Chapter 8
Integral Calculus and Its Uses





8.3 Numerical Approximation of Integrals

8.3.3 Simpson's Rule

The patterns in Table 3 suggest another good idea. As we observed, it appears that MR and TR tend to estimate on opposite sides of the exact answer and that the midpoint rule is roughly twice as good as the trapezoidal rule for a given \(n\). That is, the error in MR is approximately half that of TR. These observations suggest that we can expect to find the value of the integral between MR and TR, about twice as far from TR as from MR - in other words, one-third of the way from MR to TR. What we want is an average that weights MR twice as much as TR:

\(\displaystyle\frac{2}{3}\) MR \(\displaystyle + \frac{1}{3}\) TR.

This good idea also has a name: Simpson's Rule, abbreviated SR. How good is Simpson's Rule?
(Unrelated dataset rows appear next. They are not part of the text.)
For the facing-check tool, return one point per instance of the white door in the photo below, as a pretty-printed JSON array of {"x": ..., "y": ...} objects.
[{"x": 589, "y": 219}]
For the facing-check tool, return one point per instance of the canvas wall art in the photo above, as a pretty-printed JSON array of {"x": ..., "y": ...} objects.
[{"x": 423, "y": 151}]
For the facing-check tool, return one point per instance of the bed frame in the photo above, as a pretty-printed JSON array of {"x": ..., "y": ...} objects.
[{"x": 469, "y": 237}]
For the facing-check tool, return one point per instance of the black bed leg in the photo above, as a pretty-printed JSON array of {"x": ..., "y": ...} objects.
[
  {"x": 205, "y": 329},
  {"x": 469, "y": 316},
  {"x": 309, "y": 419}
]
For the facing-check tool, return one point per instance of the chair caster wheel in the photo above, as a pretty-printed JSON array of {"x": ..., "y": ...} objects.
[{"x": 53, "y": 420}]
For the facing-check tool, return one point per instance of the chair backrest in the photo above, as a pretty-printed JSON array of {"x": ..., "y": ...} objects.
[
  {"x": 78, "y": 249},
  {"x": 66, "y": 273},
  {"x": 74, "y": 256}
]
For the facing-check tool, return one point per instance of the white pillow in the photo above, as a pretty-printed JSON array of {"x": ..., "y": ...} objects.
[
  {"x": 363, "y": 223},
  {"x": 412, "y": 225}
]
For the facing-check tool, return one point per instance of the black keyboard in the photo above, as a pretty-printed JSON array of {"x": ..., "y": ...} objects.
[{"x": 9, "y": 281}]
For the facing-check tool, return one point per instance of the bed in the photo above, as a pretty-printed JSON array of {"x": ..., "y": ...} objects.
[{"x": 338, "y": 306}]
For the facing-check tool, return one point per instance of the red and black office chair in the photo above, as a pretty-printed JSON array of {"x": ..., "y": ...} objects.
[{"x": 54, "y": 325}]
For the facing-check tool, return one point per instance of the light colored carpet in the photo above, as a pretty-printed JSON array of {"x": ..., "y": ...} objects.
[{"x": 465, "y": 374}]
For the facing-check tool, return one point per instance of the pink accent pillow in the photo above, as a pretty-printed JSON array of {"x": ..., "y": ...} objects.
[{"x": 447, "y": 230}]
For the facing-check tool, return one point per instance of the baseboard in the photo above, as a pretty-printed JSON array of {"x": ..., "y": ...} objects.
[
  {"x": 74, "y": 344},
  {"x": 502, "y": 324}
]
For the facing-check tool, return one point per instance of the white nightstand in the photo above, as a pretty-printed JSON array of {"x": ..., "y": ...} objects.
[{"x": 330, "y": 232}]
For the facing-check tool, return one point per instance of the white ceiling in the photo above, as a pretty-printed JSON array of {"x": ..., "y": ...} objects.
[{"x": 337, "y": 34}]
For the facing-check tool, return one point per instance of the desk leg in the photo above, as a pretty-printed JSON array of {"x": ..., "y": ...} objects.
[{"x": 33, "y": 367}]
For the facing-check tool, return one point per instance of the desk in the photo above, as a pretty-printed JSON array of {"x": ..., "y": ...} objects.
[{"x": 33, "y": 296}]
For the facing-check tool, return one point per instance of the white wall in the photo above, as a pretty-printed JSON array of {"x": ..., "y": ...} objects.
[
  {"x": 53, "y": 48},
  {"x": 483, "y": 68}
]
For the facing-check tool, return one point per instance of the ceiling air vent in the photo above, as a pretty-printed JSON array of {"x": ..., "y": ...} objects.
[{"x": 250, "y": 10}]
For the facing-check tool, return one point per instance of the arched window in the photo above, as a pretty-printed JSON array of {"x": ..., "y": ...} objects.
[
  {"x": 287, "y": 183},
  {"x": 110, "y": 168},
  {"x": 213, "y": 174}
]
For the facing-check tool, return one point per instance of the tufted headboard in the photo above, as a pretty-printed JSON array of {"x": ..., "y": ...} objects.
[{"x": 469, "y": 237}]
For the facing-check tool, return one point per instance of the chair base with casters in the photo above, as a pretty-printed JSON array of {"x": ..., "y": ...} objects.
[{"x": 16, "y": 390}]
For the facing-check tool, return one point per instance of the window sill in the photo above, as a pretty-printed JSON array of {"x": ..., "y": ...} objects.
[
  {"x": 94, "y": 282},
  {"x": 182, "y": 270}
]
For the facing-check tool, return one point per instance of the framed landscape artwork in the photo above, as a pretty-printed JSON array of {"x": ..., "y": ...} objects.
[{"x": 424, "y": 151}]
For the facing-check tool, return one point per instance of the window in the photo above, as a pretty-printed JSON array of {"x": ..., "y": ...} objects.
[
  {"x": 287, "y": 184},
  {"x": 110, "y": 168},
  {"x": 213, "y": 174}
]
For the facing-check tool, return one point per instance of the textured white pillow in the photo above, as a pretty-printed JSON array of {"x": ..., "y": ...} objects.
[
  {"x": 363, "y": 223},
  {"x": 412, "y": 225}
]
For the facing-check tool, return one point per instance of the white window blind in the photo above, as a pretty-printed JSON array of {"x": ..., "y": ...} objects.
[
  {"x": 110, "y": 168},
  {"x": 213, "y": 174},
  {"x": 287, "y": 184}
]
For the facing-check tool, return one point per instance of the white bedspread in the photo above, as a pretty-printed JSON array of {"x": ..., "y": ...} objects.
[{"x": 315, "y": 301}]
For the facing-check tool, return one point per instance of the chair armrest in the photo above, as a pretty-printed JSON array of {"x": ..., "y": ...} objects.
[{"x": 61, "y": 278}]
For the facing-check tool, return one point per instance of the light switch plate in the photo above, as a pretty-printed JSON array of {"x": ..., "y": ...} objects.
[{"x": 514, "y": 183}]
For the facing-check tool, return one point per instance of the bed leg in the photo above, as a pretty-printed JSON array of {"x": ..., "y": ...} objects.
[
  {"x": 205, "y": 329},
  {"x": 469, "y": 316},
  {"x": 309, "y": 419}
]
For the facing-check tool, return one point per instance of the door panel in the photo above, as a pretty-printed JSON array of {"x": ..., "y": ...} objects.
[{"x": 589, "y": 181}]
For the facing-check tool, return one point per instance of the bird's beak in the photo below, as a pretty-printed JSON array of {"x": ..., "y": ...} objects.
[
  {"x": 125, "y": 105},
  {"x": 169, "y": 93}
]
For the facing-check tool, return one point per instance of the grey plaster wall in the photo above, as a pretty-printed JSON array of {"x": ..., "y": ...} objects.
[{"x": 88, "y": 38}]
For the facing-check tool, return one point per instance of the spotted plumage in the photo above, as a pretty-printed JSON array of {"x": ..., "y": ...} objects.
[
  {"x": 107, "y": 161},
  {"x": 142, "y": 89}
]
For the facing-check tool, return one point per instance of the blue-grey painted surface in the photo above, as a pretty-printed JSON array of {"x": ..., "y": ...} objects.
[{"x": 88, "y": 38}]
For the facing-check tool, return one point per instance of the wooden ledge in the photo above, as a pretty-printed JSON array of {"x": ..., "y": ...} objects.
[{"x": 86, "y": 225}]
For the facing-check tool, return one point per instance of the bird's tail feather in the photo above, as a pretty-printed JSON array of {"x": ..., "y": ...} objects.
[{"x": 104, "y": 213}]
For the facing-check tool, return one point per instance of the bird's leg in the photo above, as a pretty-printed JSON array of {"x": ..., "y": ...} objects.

In Table 4 we display the results that correspond to those in the two preceding tables - same function, same interval, and same values of \(n\).

Table 4   Approximations to \(\displaystyle\int_1^{\,3} \frac{1}{x} dx = \ln(3) \approx 1.098612288668110\)
\(n\) Simpson's Rule (SR) Error in SR
   10    1.09861550486    0.0000032
   100    1.098612288997    0.00000000033
   1000    1.098612288668142    0.000000000000032

Evidently Simpson's Rule is such a good idea that even a relatively short sum can approximate a "reasonable" integral to six-place accuracy, and somewhat longer sums - well within the range of computers or calculators - can do much better. Indeed, each increase in the number of steps by a factor of \(10\) decreases the error by a factor of \(1/10,000\)! It is very likely that your calculator carries out Simpson's Rule or something very much like it. And the same is likely to be true of commercial computer software that evaluates integrals.